The production is senior Lily Bo Shapiro's honors project for her self-designed major, "aesthetics in performance."

"The basis for the major, in large part, was that I was interested in something that wasn't exactly theater and wasn't exactly dance, that somehow combined and merged the two disciplines," said Shapiro. "I was going to try to figure out a way to realize and articulate this particular aesthetic in performance."

Dance-theater is a performance genre that began in Germany during the early 20th century, the heyday of performer and choreographer Pina Bausch. While Shapiro drew inspiration from Bausch, she said she would place "Lullaby" in its own genre that borrows from her personal experiences with theater and dance.

Instead of laying out the basic structure of her piece ahead of time, Shapiro and her cast explored different material together in order to carve out its form.

"I knew I wanted to work in a very collaborative and collage-based process," said Shapiro. "We started the process doing physical and vocal training so that everyone would build a similar physical and vocal vocabulary.

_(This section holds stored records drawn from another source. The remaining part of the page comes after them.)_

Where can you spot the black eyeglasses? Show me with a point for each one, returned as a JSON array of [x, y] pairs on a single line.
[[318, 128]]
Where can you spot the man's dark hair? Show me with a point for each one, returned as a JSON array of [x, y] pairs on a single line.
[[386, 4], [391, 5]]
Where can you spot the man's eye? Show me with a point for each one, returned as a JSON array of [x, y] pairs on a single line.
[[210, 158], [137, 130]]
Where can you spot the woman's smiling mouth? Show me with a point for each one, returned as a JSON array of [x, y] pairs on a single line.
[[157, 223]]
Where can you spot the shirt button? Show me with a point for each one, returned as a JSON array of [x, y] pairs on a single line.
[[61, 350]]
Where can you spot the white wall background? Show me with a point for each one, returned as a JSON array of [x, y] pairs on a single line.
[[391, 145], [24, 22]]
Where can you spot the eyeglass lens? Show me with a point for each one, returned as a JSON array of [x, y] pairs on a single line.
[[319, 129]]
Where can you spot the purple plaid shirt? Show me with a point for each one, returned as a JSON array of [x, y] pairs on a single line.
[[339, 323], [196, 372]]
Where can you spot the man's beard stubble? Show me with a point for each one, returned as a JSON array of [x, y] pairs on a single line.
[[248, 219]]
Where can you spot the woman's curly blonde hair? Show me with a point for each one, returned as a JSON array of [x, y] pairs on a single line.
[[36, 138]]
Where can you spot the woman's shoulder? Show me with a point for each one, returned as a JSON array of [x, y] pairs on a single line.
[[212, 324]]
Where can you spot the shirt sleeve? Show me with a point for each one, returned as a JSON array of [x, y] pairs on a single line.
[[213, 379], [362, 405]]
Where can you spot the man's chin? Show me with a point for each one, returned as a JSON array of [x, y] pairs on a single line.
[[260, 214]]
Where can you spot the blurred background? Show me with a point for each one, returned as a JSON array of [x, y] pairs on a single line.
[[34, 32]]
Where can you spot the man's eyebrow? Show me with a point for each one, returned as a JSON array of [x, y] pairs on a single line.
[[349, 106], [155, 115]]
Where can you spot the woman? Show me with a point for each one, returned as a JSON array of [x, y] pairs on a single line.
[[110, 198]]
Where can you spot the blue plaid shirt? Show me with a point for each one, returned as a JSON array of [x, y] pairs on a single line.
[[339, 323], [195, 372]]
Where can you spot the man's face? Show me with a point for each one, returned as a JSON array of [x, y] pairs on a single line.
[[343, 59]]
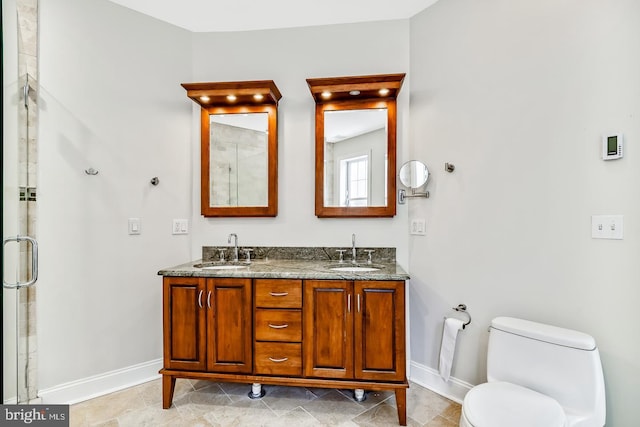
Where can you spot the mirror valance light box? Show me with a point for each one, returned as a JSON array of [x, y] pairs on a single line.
[[239, 147]]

Then we started to do little scenarios and improvisations. As we did improvisation, each of my performers developed material."

One of the performers in Shapiro's six-person cast, Robbie Harrison '14, stressed the role of improvisation, growth, and trust involved in the yearlong process.

"It was a new type of thing, a lot of the innovation developed as she was directing it," he said. "She definitely knew what she was starting with, and she reacted to us as a cast."

"Many of the scenarios or characters come directly from the stories that we told in rehearsal," Shapiro said.

"There is a centrality to a lot of the moments in the piece where you can point to someone's input," Harrison added. "And I think that's something really special because as a cast I think we've gotten to know each other well. A lot of the moments are fused together, you go from one moment of fear to another moment of fear and it's less cut and dry. Here are those collaborative roots."

The theme of the production stems from Shapiro's broader interest in childhood, stories, memory, and dream structures.

"I was very interested in the way that children and adults perceive one another," she said. "I felt like there was a tendency to look at childhood from adulthood as innocent or nostalgic or calm or a better time and there was a tendency from childhood to look at adulthood as romantic and exciting. The piece wound up focusing a lot on presentation, perception, image, and narrative as part of that."

"Lullaby" will be presented at 8 p.m. on Wednesday, April 25 and Thursday, April 26 in Pickard Theater. Admission is free and tickets are not required.